Some readers are probably asking themselves what the point of the BeOS really is? I mean, let’s face it, there is no support for Apple’s latest machines, there is little software available, Apple is bringing many of the features of the BeOS into its forthcoming OS releases which will run current Mac applications, etc. Be states on the back of the box for the BeOS that it is a “Media OS” in the sense that it is the first OS ever designed from the ground up to deal with high-bandwidth multimedia demands. They are certainly correct in their statement. The BeOS has the greatest potential of any existing OS for multimedia applications and other high bandwidth and processor intensive tasks. If Adobe Premiere existed for the BeOS it would smoke like nothing else. But it doesn’t exist.
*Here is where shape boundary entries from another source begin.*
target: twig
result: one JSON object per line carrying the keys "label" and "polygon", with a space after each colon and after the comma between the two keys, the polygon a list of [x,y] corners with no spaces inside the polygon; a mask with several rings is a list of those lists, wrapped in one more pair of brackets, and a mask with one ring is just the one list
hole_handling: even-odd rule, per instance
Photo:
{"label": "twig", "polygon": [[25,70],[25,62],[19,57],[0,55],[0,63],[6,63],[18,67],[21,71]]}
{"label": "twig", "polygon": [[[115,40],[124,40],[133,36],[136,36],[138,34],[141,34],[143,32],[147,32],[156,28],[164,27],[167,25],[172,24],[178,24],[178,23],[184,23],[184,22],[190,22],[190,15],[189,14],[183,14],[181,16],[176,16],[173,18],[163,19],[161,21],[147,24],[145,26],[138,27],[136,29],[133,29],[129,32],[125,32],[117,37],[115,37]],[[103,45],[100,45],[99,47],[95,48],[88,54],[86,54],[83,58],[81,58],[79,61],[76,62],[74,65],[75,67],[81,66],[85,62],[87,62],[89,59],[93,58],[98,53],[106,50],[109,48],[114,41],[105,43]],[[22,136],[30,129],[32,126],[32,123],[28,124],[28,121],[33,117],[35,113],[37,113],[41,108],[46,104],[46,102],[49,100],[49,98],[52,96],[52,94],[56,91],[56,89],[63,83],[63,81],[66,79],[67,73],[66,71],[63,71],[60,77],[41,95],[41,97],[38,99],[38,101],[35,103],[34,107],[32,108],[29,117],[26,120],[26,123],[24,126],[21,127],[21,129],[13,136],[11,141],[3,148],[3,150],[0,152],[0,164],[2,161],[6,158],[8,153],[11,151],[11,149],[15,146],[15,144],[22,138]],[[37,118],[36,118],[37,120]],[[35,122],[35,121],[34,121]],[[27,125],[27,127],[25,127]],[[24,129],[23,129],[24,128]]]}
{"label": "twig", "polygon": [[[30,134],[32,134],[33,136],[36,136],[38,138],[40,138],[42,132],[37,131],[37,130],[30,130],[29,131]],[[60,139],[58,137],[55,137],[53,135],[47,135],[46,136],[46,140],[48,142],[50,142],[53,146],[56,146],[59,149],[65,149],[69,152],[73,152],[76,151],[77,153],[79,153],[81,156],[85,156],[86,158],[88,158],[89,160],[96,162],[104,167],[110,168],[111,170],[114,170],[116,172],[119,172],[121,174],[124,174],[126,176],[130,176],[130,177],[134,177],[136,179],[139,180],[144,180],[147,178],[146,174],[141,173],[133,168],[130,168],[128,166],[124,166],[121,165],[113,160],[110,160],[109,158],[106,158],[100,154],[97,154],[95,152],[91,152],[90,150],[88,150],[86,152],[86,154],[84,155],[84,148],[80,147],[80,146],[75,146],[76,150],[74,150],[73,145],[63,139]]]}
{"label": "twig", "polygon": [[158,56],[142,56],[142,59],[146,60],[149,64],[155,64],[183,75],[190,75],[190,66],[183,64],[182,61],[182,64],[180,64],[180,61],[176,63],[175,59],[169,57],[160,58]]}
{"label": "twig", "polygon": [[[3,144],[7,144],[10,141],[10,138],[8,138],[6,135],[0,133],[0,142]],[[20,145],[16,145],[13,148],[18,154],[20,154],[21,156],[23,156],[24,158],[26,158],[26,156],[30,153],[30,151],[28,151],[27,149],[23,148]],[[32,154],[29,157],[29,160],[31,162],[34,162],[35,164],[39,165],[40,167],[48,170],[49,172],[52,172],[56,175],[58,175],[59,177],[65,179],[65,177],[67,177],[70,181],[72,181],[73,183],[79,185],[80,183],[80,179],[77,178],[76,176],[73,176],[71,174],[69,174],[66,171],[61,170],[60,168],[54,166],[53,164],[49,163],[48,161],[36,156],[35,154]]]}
It’s important to recognize that the BeOS is not intended specifically for the purpose of replacing the Mac OS. It can co-exist on a Mac, occupying a partition of an existing drive. It can even exist on a Jaz drive cartridge or other high capacity removable storage solution, although it certainly won’t run as quickly. Since the BeOS is also available for Intel machines, running the BeOS on a network of Macs and PCs might be the easiest solution to maintain cross compatibility. Many applications for the BeOS are available in both PowerPC and Intel versions, so cross compatibility is essentially a non-issue. As discussed earlier, the BeOS provides some very powerful networking capabilities at an extremely low price, and no investment in new hardware. Most important is this: the BeOS is available here and now. It’s the most sophisticated OS ever to run on Macintosh hardware out of the box.
Personally I simply appreciate progress of any kind on the Macintosh platform. The BeOS represents progress in its purest and most intense form...it’s a revolution for the PowerPC actually, the first modern operating system written and commercially released, native for the PowerPC. Purchasing and using the BeOS is just a way of reassuring myself that the PowerPC, particularly as it is implemented by Motorola and Apple, is truly the wave of the future, regardless of what operating system is used.
My conclusion? The BeOS is an impressive operating system with enormous potential. What it really needs now is serious support from software developers. In the mean time, with Rhapsody and Mac OS 8.5 and X on the way, an investment in the BeOS, while a small investment, is certainly a questionable one. Regardless, sitting down and witnessing the BeOS is something no Mac user should ever pass up.